Friday, June 14, 2024
The AI wave has transformed Computex, shifting the focus from traditional PCs to AI PCs and driving demand for memory and storage, particularly high-bandwidth memory (HBM). To seize this AI PC opportunity, Micron revealed at Computex 2024 that the availability of GDDR7 memory samples for the next generation of GPUs, with plans to secure about 25% of the global HBM market.
As AI extends from cloud computing to the edge applications, requiring data processing closer to the source, reducing latency, and enabling real-time decision-making, a “hybrid AI” model combining cloud, edge, and on-premises computing has emerged.
“Generative AI isn’t just at the cloud; it’s also transitioning to the devices at the edge—things that we hold in our hands every day,” said Praveen Vaidyanathan, Vice President and General Manager of the Compute Products Group at Micron. He referred to this as “hybrid AI,” a term that signifies moving AI inference from the data center to the edge. This transition requires higher performance and bit density in memory for traditional servers, PCs, mobile devices, as well as new AI PCs and AI servers.
Micron continues to develop a comprehensive memory and storage product portfolio, including HBM, DDR5, and SSDs, to support applications ranging from the cloud to PCs, smartphones, portable devices, and automotive edge devices. In cloud data centers, compute-bound workloads are increasingly becoming memory-bound, making the bandwidth offered by HBM crucial for AI servers and infrastructures. The demand for DDR5 and data center SSDs is also growing.

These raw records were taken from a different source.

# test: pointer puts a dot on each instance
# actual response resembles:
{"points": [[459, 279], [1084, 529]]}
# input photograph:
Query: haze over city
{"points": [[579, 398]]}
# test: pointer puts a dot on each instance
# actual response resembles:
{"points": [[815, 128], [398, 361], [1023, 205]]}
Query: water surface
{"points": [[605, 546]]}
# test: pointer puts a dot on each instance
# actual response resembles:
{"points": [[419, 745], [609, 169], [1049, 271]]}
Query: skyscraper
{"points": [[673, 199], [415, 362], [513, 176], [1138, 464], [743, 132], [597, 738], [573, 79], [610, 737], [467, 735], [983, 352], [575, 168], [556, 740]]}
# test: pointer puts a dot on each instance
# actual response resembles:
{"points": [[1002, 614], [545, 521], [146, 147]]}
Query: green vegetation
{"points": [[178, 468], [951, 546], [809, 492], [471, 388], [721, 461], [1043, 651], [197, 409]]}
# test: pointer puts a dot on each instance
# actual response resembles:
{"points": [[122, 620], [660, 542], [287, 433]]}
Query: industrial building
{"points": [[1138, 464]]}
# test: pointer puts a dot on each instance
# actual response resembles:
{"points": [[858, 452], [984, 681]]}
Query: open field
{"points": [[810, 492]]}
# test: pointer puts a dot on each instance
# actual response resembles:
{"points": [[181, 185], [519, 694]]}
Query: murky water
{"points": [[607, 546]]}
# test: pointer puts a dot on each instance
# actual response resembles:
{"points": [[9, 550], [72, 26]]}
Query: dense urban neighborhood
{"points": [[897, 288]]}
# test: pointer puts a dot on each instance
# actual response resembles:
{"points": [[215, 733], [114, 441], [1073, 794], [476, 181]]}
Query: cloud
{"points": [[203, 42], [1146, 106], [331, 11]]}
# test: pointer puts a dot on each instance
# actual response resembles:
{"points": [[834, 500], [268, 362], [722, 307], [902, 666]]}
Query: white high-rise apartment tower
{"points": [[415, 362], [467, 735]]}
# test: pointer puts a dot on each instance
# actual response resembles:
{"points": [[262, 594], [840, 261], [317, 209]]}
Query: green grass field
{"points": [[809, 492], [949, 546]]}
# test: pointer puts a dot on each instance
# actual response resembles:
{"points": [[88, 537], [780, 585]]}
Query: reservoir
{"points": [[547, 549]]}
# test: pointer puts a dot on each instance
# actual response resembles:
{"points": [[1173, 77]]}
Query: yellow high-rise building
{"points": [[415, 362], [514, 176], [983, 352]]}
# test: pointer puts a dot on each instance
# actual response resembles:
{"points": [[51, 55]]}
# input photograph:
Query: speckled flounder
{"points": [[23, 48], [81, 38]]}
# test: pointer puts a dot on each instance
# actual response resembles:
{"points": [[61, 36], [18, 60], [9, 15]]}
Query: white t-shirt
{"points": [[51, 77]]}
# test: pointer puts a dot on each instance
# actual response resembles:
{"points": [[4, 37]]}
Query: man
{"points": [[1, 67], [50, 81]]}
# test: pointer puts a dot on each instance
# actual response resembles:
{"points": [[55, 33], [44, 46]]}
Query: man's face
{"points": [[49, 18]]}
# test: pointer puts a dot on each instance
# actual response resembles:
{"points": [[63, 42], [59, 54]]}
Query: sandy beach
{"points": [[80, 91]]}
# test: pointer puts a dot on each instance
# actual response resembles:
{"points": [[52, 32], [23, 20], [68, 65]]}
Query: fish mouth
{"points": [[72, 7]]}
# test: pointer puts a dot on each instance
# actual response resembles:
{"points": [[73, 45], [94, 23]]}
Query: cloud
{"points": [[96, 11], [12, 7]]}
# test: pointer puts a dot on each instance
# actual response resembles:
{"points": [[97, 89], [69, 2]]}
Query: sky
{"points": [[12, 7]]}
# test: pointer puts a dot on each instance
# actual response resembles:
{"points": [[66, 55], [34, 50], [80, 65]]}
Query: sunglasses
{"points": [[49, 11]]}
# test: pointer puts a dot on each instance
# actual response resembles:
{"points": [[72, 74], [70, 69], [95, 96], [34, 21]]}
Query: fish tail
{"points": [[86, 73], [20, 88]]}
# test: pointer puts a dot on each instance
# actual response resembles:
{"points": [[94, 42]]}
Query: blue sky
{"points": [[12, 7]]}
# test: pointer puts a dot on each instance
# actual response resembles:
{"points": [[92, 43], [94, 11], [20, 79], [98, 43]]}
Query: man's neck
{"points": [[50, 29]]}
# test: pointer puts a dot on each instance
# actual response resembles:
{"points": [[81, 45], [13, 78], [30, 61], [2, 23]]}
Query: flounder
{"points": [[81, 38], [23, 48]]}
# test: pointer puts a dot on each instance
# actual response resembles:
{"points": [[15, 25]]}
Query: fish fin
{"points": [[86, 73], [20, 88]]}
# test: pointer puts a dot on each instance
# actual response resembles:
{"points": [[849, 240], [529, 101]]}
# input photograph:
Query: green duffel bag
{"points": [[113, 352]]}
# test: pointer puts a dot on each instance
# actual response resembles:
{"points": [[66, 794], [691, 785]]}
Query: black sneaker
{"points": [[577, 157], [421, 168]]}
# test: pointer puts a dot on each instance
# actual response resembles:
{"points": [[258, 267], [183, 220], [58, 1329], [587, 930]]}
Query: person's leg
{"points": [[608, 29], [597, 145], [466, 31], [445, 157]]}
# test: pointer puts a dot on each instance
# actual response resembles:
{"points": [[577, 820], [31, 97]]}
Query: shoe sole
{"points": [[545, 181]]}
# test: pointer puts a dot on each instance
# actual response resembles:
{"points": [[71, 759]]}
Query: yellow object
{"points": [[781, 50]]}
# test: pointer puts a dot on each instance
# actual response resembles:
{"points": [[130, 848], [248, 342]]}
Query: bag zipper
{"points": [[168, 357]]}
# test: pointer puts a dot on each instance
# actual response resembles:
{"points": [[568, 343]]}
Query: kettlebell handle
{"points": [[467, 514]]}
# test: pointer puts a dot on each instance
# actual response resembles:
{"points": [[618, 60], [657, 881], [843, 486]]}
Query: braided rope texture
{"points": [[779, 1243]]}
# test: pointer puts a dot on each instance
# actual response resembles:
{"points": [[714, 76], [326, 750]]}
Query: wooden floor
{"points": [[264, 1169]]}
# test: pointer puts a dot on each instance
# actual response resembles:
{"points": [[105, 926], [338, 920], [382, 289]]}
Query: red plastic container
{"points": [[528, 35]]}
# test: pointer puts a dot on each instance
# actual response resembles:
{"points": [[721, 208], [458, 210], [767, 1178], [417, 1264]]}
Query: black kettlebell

Following the launch of the 24GB 8-layer stacked HBM3e (connected to GPUs), Micron began producing 128GB DDR5 RDIMM memory (connected to CPUs) with high-capacity 32Gb DRAM chips in March, optimized for the capacity, bandwidth, and power consumption required by memory-intensive workloads, addressing the growing demand for GPU and CPU integration in server infrastructure.
“AI PCs are expected to develop towards diverse vertical applications,” Vaidyanathan stated, highlighting that the bottleneck for AI PCs lies in memory bandwidth. AI PCs require high-bandwidth, high-capacity, and energy-efficient memory to meet the demands of various AI applications, such as gaming and automotive, which need fast access, intensive computation, and real-time processing and decision-making.
Vaidyanathan cited IDC data, noting that next-generation AI PCs need neural processors (NPUs) with at least 45 TOPS of computing power, 136GB/s memory bandwidth, and performance capable of delivering 30+ tokens per second to handle most regular AI inference workloads.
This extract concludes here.